NZ Post trials open source on desktops

Open source desktops about freedom and diversity of operating system choice, says innovation manager

Just weeks after one of its divisions opted to replace Microsoft software with Google Apps, NZ Post is preparing to expand a proof-of-concept trial of open source on the desktop.

The project is about freedom and diversity in the choice of operating systems, not about specifically moving towards an open-source desktop, says NZ Post’s technology innovation manager, Barry Polley. NZ Post already uses some open source software, for example Red Hat Linux in the company’s datacentre, but not on the desktop.


See: Computerworld's open source special feature
The trial is initially using Ubuntu 9.04, Polley says, but Linux Mint is being tested as a longer-term candidate.

The distributions come with Open Office bundled and also some paint tools and virtual display technology for remote desktops which Post will be using.

"That's the easy 90% part," Polley says.

Applications for the remaining 10% of tasks will require more thought.

NZ Post is the only government-owned agency that has gone public on its participation in the Remix open-source public-sector desktop programme (see page 14), coordinated by the New Zealand Open Source Society (NZOSS).

Polley says the organisation will run a proof-of-concept phase for two months, with a group of about four desktop users, but is already identifying a larger group – about 40 – who will be used for the next “pilot” phase, if the proof of concept comes up with a positive result.

“We’re looking at the business value of using open source on the desktop,” he says. “Can we make it work for us and what are the barriers to acceptance?”

The major challenge is likely to be the training required, but there is always some training workload and delay in achieving full productivity in a new environment, he says, “even if you’re moving from XP to Windows 7”. The extra cost, if any, of moving to open source will be evaluated against the savings from proprietary licence fees.
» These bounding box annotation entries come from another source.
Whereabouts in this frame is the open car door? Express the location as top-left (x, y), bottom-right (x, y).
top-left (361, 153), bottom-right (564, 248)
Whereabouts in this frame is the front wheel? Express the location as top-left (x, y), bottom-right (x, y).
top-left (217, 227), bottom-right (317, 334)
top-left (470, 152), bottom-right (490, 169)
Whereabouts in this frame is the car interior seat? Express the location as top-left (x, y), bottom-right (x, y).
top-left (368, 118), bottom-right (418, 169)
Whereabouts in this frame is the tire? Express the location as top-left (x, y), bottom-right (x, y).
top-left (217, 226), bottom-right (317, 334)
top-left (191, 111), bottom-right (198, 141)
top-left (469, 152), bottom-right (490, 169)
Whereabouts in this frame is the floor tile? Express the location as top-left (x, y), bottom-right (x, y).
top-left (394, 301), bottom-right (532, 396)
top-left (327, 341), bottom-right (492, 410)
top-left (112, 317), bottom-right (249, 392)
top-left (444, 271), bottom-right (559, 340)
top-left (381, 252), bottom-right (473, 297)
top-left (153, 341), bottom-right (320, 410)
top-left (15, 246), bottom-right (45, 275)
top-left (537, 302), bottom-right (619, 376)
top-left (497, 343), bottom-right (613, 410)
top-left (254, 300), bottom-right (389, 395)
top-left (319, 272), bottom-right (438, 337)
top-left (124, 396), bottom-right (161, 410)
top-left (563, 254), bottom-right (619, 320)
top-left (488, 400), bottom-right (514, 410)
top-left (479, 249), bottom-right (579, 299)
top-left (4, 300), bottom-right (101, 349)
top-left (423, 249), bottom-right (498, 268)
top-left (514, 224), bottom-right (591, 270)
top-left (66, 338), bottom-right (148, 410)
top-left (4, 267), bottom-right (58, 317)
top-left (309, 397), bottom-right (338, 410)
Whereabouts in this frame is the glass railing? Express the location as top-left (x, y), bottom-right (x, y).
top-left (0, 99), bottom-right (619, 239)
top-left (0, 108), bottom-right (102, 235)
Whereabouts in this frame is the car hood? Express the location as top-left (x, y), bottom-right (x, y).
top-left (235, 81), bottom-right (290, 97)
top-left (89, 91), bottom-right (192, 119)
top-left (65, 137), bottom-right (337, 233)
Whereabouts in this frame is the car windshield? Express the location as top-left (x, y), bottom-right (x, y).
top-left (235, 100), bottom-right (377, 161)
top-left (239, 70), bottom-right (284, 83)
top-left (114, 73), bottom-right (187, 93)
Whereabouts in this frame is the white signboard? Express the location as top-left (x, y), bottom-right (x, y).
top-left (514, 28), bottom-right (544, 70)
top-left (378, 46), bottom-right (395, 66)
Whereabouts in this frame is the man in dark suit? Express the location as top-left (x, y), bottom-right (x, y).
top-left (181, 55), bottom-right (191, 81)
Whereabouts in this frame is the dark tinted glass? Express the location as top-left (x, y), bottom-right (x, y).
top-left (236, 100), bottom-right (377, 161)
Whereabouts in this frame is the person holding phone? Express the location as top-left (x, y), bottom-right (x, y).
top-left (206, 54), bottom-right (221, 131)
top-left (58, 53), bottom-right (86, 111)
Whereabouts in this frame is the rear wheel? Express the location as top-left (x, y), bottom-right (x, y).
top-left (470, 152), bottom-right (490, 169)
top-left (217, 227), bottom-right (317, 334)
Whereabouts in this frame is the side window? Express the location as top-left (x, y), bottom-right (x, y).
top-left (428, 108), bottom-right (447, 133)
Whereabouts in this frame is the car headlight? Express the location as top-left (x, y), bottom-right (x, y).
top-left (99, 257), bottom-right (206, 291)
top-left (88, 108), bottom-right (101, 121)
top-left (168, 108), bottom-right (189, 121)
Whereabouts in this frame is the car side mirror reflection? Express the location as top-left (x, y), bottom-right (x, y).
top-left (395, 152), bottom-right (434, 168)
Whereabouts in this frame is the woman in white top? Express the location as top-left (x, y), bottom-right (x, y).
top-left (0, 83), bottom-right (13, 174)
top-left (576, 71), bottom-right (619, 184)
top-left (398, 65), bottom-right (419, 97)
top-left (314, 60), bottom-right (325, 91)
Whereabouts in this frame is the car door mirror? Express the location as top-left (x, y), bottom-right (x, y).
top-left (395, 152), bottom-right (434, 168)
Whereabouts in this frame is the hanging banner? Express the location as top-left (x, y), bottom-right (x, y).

“We think about 90 percent of our tasks are bog-standard,” requiring little or no change in work practices, he says. But the impact of the 10 percent that are left – if it is 10 percent – is difficult to forecast in advance. “Will it mean that there’s 10 percent of your work you simply can’t do, or will it just mean using some different tools?”

Clearly NZ Post will have different needs and considerations from more mainstream government agencies, but experiences from the trial will be shared across all agencies, working through the NZ Open Source Society, he says.

“One of the benefits of open source is collaboration,” he says, so it’s appropriate that such a project be pursued in a collaborative way among independent agencies, pooling the lessons learned.

There will be no centralised co-ordination of the exercise from the government side, Polley says.

“In the old days an exercise like this might have been done through the State Services Commission, but that’s all changed now.” With the shift of responsibility for operational aspects of all-of-government computing to Internal Affairs, some aspects of former centralised control appear to have been loosened and this has probably made such exercises as the Public Sector Remix project more practical. “But, I don’t want to get into that; it’s not my area,” he says.

There will be about a dozen desktop users involved in the proof-of-concept phase across all participating agencies.

NZ Post’s Postal Services Group signed up with GoogleApps for email and document collaboration earlier this year and the moves can be seen as related in the sense that both involve taking a broader outlook on software options, beyond the safe ground of Microsoft, says Polley.

On the other hand, “if you were a hard-core, open source enthusiast you would say that and Google were very different,” Google’s applications being proprietary. “We moved to Google for pragmatic reasons, [such as] access to email from anywhere and bigger mailboxes.”